Associate Professor Markus Wagner brings a world of experience to Miami Law—literally. A graduate of the University of Giessen Law School in Germany, Wagner was a visiting fellow in Vancouver, Canada, earned a J.S.M. at Stanford, and is studying for his doctorate in international economic law at Maastricht University in the Netherlands. From 2002 to 2005, he worked at the Max Planck Institute for Comparative Public Law and International Law in Heidelberg, Germany. He has also been a law clerk in the Supreme Court of Israel, a legal consultant in Brussels, a visiting professor in Colombia, Australia, and at the University of Leipzig in Germany.

He is not the only one with a connection to Leipzig. Professors Richard Williamson andDavid Abraham began the Leipzig-Miami Seminar, dedicated to increasing U.S.-German friendship and scholarly exchange in 2001. The program brings students and teachers from both universities together in Miami in January and in Leipzig in May.

"Take two dozen law students and half a dozen law professors," Professor Abraham said, "have them exchange and debate often-controversial laws and practices day and night for the better part of a week—without sleep—twice a year, supply ample food and beverage, opera, basketball, BMWs and alligators, and you have a sure-fire recipe for engagement, learning, and fun."

At the end of 2012, the School of Law of the University of Leipzig recognized Professor Williamson's efforts with an Honorary Doctorate.

Alumni also are taking Miami Law's teachings into European universities. Professor Doris König, LL.M. '82, became president of Bucerius Law School in Hamburg, Germany, in 2012. And Fulbright Scholar Maud Piers, LL.M. '02, now teaches at the University of Ghent in Belgium.

The successes of the School of Law's alumni reach beyond academia. Bjarni Benediktsson, LL.M. '97, became Iceland's Minister of Finance and Economic Affairs in May 2013. Fellow Icelander Iris Hreinsdottir, LL.M. '13, took a position with the prestigious Iceland Arion Bank. Her classmate Nikolaos Tsolakidis, a German Fulbright Scholar, accepted a position with the Americas Disputes Section of White & Case's D.C. office.

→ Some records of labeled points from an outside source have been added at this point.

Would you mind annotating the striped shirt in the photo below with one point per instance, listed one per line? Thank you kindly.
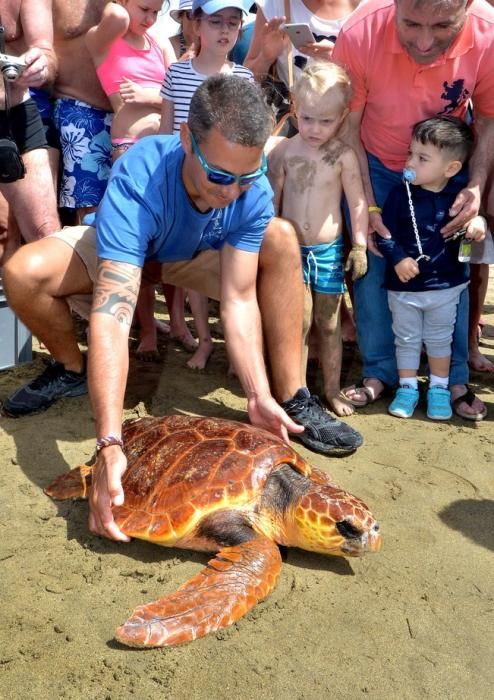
(180, 83)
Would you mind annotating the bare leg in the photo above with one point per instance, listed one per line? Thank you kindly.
(47, 271)
(199, 305)
(327, 320)
(348, 330)
(280, 294)
(148, 339)
(179, 331)
(306, 329)
(479, 280)
(439, 366)
(81, 213)
(32, 222)
(32, 200)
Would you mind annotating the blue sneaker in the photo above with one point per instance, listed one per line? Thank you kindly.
(439, 403)
(52, 384)
(404, 402)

No matter where they come from, future graduates have the opportunity to forge valuable links to Europe while they're at Miami Law.

This year, the school's list of exchange programs added ESADE (Escuela Superior de Administración y Dirección de Empresas) in Barcelona, Spain, and Université Cergy-Pontoise in Cergy-Pontoise, France. ESADE is ranked as one of the best business schools in the world. The University of Cergy-Pontoise is a dynamic, state-funded university 18 miles north of Paris.

In January, 45 students from 18 universities around the world gathered with professors, academic mentors, and entrepreneurs in the ancient Spanish city of Segovia for the kickoff of the third year of LawWithoutWalls (LWOW). Since its launch in 2011, LWOW has drawn considerable attention for its groundbreaking approach to legal education, combining state-of-the-art technology with a far-reaching exploration of what the field of law might look like many years from now.

Sean Maye, a Miami Law 2L, said that for him, LWOW was an "unexpected opportunity to merge the seemingly invisible gap between my legal education and its real-world application, as well as a chance to discover and refine my entrepreneurial inclinations."